Pour aller plus loin, il peut être intéressant de s'intéresser aux portraits officiels des présidents américains(1), réalisés suivant la tradition, après leur mandat. Ces portraits sont réalisés par des peintres, qui ont plus de temps pour réfléchir, à la fois à ce qu'ils veulent dire et à la fois à la qualité de la composition, que nos photographes de présidents. On retrouve assez naturellement les poses de la tradition de la photographie de présidents en France, en particulier des portraits avant De Gaulle et Pompidou, elle-même reprenant des poses et attributs de la peinture classique.

Dans les portraits peints des Présidents américains, il n'y a pas toujours beaucoup d'accessoires. Les peintres, encombrés par la nécessité de la ressemblance, bâclent souvent les alentours du portrait. Pourtant deux portraits nous semblent assez remarquables et peuvent indiquer une direction intéressante pour le portrait réussi d'un Président. Il s'agit des portraits des Présidents Harrison et Hoover. Ces portraits sont intéressants par les objets disposés autour du personnage, objets qui viennent les nourrir et donner un supplément de sens heureux à l'incarnation de leur supériorité.


Benjamin Harrison par Eastman Johnson (1895)

Dans ce portrait de Benjamin Harrison, des livres et des notes viennent suggérer l'importance du travail et de l'étude pour le juriste qu'il était.

 


Herbert Clark Hoover par Greene (1956)

Le globe dans cette représentation du Président Hoover rappelle à la fois sa première compétence (il fut géologue) et son engagement au niveau du Monde pour l'assistance humanitaire.

Evidemment ces portraits sont réalisés, selon la tradition américaine du portrait peint, après que les présidents eurent quitté la fonction, et le peintre a une idée claire de ce qu'il peut mettre en valeur. Par imitation, une bonne photographie du président français nécessiterait que le photographe sache quelles compétences, quelles ressources, quelle valeurs fondent la supériorité de l'homme qui va être représenté, et ait un peu de temps pour préparer l'affaire.

Concernant les objets accessoires au portrait, revenons à la photographie de De Gaulle. Quels objets viennent donc préciser la domination présidentielle ?


Photo Jean-Marie Marcel

Il y a évidemment les décorations qui encombrent le costume militaire du personnage. A la fois ces décorations signifient le grade de celui qui les porte, mais renvoient à la sujétion dans laquelle le personnage se tient par rapport à l'autorité (la République) qui les décerne, et témoignent qu'il en fait cas. Ces décorations valent donc autant comme expression du commandement que de la soumission sociale, ce qui est d'une grande profondeur. Les décorations, tout comme la pose font partie de la tradition. Rappelons en quelques images et sans commentaire les portraits des prédécesseurs :


Adolphe Thiers (1871-1873), Raymond Poincaré (1913-1920), Paul Deschanel (1920-1924), Alexandre Millerand (1920-1924), Albert Lebrun (1932-1940), René Coty (1953-1959)

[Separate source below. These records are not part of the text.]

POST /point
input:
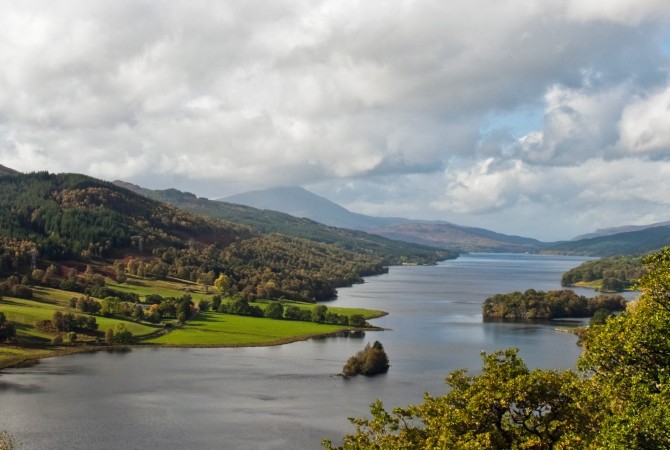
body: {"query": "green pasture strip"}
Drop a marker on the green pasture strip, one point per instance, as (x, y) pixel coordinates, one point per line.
(144, 287)
(26, 313)
(216, 329)
(54, 296)
(138, 329)
(16, 356)
(11, 356)
(595, 284)
(367, 313)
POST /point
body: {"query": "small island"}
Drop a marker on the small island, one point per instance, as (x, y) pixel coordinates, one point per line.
(539, 305)
(372, 360)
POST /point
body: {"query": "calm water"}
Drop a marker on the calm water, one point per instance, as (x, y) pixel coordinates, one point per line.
(287, 396)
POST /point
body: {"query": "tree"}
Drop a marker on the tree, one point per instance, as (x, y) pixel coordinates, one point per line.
(204, 305)
(505, 407)
(109, 336)
(138, 312)
(629, 359)
(357, 320)
(7, 329)
(371, 360)
(122, 335)
(319, 313)
(222, 283)
(621, 399)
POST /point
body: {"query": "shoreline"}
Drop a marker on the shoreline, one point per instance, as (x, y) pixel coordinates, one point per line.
(27, 359)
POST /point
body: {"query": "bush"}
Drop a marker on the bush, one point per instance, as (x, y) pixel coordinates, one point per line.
(372, 360)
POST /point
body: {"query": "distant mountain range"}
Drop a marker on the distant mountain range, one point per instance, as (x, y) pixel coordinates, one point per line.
(7, 171)
(268, 221)
(295, 211)
(301, 203)
(617, 230)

Ce qui est nouveau dans la photographie de De Gaulle, au-delà de l'emploi de la couleur, est l'importance extraordinaire donnée au livre, A la fois par sa toute présence dans le lieu photographié mais aussi par sa mise en scène, plus habituelle, sur la table à la droite du Général.

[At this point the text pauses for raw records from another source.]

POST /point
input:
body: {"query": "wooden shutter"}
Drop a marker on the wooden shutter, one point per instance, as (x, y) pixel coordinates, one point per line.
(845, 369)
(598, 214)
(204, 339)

Si le Général de Gaulle n'est pas lui-même l'auteur du choix, cela reste un bon choix : le Général de Gaulle, pourtant homme de guerre, a largement utilisé et fait confiance à l'écrit. D'abord auteur d'ouvrages sur la nécessité de créer un Corps de blindés et celle d'opter pour une armée de métier, ensuite persuadé qu'il est de la nécessité d'écrire une nouvelle Constitution pour la France, il écrira enfin ses Mémoires de Guerre. Indiscutablement, pour le Général, la légitimité passe par le texte.

Le lieu n'est pas choisi par le Général, mais évidemment, accepté par lui et, finalement en bonne symbiose avec l'homme.

"Quelques jours avant le rendez-vous, Jean-Marie Marcel [le photographe] se rend à l'Elysée pour trouver un lieu idéal et choisit la bibliothèque en rotonde.  (...)

Le jour J, [Jean-Marie Marcel et son assistant, Jean Mainbourg] décident que le Général sera debout, la main posée sur une table. Au hasard, Jean Mainbourg prend deux livres dans la bibliothèque et, par précaution, vérifie les titres. Problème : le premier est L'Histoire de l'armée française par le Général Weygand, qui avait condamné à mort Charles de Gaulle en août 1940... Discrètement le photographe le remplace par L'Histoire de la Légion d'honneur, plus approprié."

source : http://www.lefigaro.fr/lefigaromagazine/2009/01/03/01006-20090103ARTFIG00059--les-dessous-d-une-photo-officielle-.php

 

 

Le portrait du Général est ainsi placé quasiment entièrement sous l'autorité du livre, et cette sur-présence du livre lui correspond bien.

 

Le Président Pompidou, normalien et fin lettré, peut se glisser  facilement dans ce cadre, et c'est ce qu'il fera.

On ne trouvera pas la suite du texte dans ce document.